Conservatives should be proud that their beautiful country is such a beacon, even as they insist upon the integrity of its borders. To so coldly pretend that it should not matter greatly to the likes of Jose Antonio Vargas whether he lives in the Philippines or in the United States is to conflate two discrete issues, mixing up what one might wish with what one must do. That sympathy itself does not carry with it the power to repeal settled law is no good case against sympathy itself; nor does demanding consistently that violators be ejected require us to suppress all of our sorrow. Quite the contrary, in fact. To recognize that an outcome is regrettable but to insist upon it anyway is the very essence of the rule of law. Conservatives who find themselves trying to push the outcomes into perfect moral symmetry with the rules will soon see the latter bend and break. Not all those who benefit from our laws are saints; nor are all those who suffer villains. The law is the law regardless.

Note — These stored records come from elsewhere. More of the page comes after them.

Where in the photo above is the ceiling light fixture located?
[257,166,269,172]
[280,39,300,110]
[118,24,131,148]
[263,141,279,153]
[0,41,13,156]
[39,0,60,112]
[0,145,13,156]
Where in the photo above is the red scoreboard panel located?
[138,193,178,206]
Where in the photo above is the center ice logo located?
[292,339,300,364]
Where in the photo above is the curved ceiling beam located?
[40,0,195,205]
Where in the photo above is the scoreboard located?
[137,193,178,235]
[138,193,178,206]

Which is to say that not everybody who tries to sneak in should be treated as a pariah, and we should not reflexively regard the appearance of aspiring faces on our southern border as a portent of ill. It has always amused me a little that the Salons and Mother Joneses of the world simultaneously believe that the United States is a terrible, racist, unequal, shallow, materialistic, misogynistic sort of place, and that the prospect of dismissing anybody at the border is unspeakably awful; while conservatives believe that the United States is the greatest nation that there has ever been, a shining, glittering city on a hill, and the last, great hope for mankind, and that to loudly acknowledge that it is utterly heartbreaking for would-be immigrants to be rightfully denied admission is only to encourage the lawbreakers. Absent an unwise shift to open borders, there will always be losers in our regime. Our job is to distinguish between those we want and those we don’t. It is not to resent the latter for trying.

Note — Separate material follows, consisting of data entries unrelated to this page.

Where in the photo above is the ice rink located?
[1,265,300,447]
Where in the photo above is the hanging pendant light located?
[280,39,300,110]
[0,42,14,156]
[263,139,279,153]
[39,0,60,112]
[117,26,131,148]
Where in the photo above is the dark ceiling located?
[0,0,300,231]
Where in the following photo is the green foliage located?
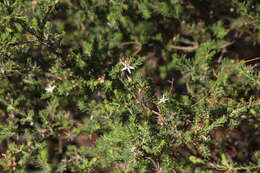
[0,0,260,173]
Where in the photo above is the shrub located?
[0,0,260,173]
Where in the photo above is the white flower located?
[158,95,169,104]
[121,61,135,74]
[45,85,56,93]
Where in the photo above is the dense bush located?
[0,0,260,173]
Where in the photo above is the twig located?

Ardent Americaphile as I am, I must confess that I struggle to imagine why anybody wouldn’t wish to come here. Certainly, I would have been inconsolable had my petition been turned down. Concurrently, however, I am aware that countries are fragile and sensitive things; that there are crucial cultural, economic, and political reasons for a nation to control its perimeters; that the question of who may enter any body politic is the sacred affair of those who are already a part of it; and that, a large and creaking welfare system continuing to obtain in the United States, the likelihood of the flow’s self-regulating is nowadays almost nil.

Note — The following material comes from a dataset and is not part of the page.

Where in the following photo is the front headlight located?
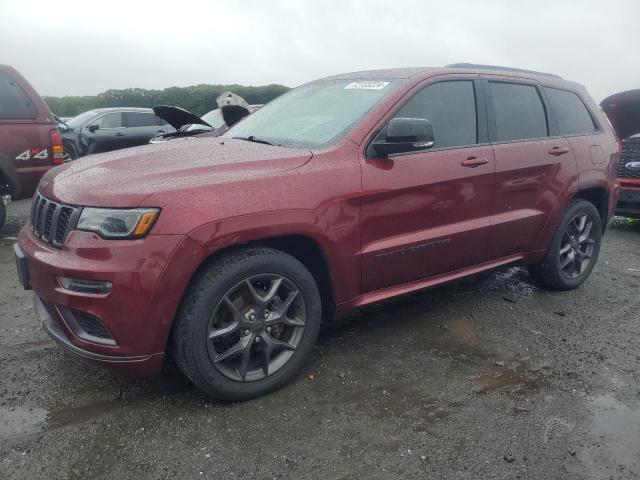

Likewise, while I can barely imagine the horror that an illegal immigrant who has been here for years without being caught must feel when he is finally picked up and returned to his country of origin, I am aware that there are other — more important — values at play. I am more than happy to sign on to the notion that foreigners do not get to flout the rules at will, and that, in doing so, those who break in and hide from the regulations have shown a pernicious disrespect for their chosen home. Still, my acquiescence in the removal of legal violators should in no way be taken as a lack of understanding that being forced to leave the United States is possibly the worst thing that will ever happen to them. Let’s send away those without papers, thereby making it clear to others that the policy is not up for debate. But let’s recognize, as we do so, that the tears are real.

— Charles C. W. Cooke is a staff writer at National Review.